My dad used to day, “TV will rot your brain.”
I gave up watching TV many years ago, but lately I realized that Facebook has kind of rotted my brain.
Don't get me wrong: Facebook has been a real blessing in my life. I have reconnected with old friends, learned about their new lives; I have learned more about my Lopez community than I ever would have by just hanging around the library; I get to see photos of my relatives in far-away places, watch babies grow into little girls; I get to debate with smart and well-informed folks. I learn stuff and LOL.
But also, I get caught up. I find myself picking things up that "don't have my name on them," —things that really have nothing to do with me. I do this a lot:
Not that there's anything wrong with correcting people on the internet, it's just that the job is pretty time-consuming, and time is not a resource I have an abundance of right now.
I am also distressed at the way many of my friends have come to use Facebook: as a platform for disseminating, well, crazy shit. I expected that kind of thing from some of my friends who are farther along on the gonzo spectrum—but now it's happening to people whom I think of as possessing reasonably disciplined intellects. Hysteria, fear, and panic are contagious. It's not good for me to see this kind of thing day after day, even if it's just a passing glance as I scroll looking for something funny, or personal, from someone I care about. Images stick in our brain, even if our conscious mind has stopped being aware of them.
I really don't want to fill my head with stories about nasty racists, or selfish billionaires. I know they're out there, they will always be out there, but that doesn't mean that I need to provide them a home in my head.
It's a lot like watching violent movies: as I get older, my tolerance for violence in films or books diminishes, and that's fine by me.

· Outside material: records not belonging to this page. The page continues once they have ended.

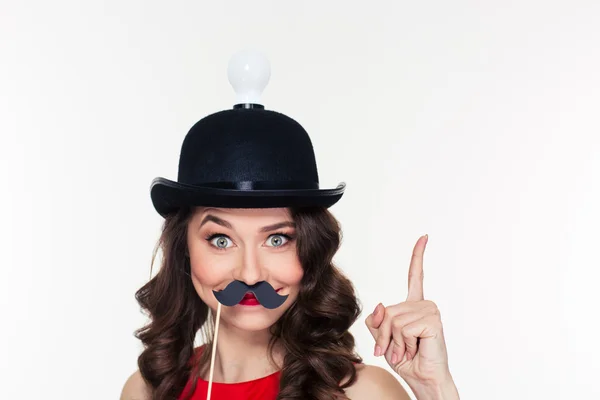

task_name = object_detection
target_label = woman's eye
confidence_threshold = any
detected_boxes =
[210,236,231,249]
[267,235,288,247]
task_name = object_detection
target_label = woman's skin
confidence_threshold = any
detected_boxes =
[121,208,458,400]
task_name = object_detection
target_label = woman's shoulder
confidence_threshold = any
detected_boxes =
[345,364,410,400]
[121,370,150,400]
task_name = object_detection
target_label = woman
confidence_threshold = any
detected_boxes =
[121,54,458,400]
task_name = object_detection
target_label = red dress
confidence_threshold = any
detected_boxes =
[179,346,281,400]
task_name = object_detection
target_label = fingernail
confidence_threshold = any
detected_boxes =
[375,346,381,357]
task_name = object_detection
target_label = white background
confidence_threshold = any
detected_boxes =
[0,0,600,400]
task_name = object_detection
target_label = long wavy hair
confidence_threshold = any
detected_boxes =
[135,207,362,400]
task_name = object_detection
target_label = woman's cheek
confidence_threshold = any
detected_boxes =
[272,254,304,286]
[191,256,230,287]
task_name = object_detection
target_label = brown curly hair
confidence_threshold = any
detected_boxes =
[135,207,362,400]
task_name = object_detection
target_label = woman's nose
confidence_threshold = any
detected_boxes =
[236,248,264,285]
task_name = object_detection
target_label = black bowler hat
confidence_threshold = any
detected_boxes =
[150,52,346,217]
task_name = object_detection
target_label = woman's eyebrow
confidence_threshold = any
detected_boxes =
[200,214,233,229]
[200,214,296,232]
[260,221,296,232]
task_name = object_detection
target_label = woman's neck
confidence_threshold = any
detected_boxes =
[203,321,283,383]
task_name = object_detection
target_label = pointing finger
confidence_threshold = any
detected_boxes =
[365,303,385,340]
[406,235,429,301]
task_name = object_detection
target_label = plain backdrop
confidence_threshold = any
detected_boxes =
[0,0,600,400]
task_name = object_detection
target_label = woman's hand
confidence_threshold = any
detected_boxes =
[365,235,458,399]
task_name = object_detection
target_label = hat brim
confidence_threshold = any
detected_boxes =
[150,178,346,217]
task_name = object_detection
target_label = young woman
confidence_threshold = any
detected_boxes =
[121,53,458,400]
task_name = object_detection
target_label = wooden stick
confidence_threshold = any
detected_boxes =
[206,303,221,400]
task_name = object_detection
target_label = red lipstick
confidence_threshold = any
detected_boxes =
[239,288,282,306]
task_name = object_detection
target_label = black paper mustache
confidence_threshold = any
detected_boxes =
[213,280,288,309]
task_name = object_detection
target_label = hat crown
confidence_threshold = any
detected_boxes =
[178,108,319,187]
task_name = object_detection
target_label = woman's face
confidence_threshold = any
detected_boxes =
[187,208,303,331]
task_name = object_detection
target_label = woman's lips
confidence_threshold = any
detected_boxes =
[240,288,283,306]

I am not a better person for witnessing gratuitous violence on a screen, and by the same token I am not a better person for witnessing acts of cruelty perpetrated by elected officials on my fellow citizens.

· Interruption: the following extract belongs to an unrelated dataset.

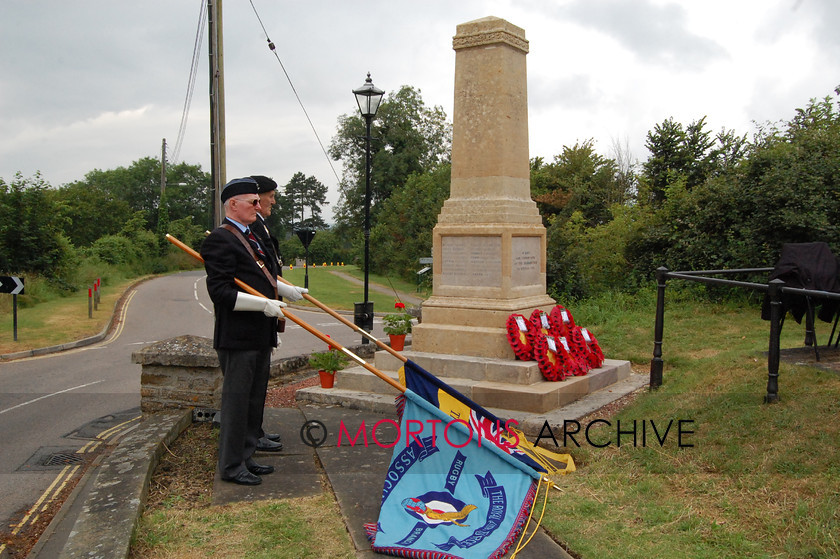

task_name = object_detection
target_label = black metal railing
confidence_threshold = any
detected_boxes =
[650,267,840,403]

Yes, I understand that it's important to bear witness to bad things done by bad people: but at the same time, exposure to bad things, violence, hatred and the like, tends to desensitize us to those same things.
I don't want to become desensitized by the world around me.
I want to be more present, not just in my face-to-face encounters (not immediately saying, oh I saw that on Facebook! would be a good start..) but in how I relate to the online world. I want to read an article without spending more time thinking about sharing it on Facebook and what I'll say about it than actually reading the article. If I do think someone else might be interested in something I've read, instead of posting it on FB I can send it to them in an email or mention it when I next see them. This approach creates space for us to discuss an idea without the constant noise and distraction of 500 other things that someone shared that day.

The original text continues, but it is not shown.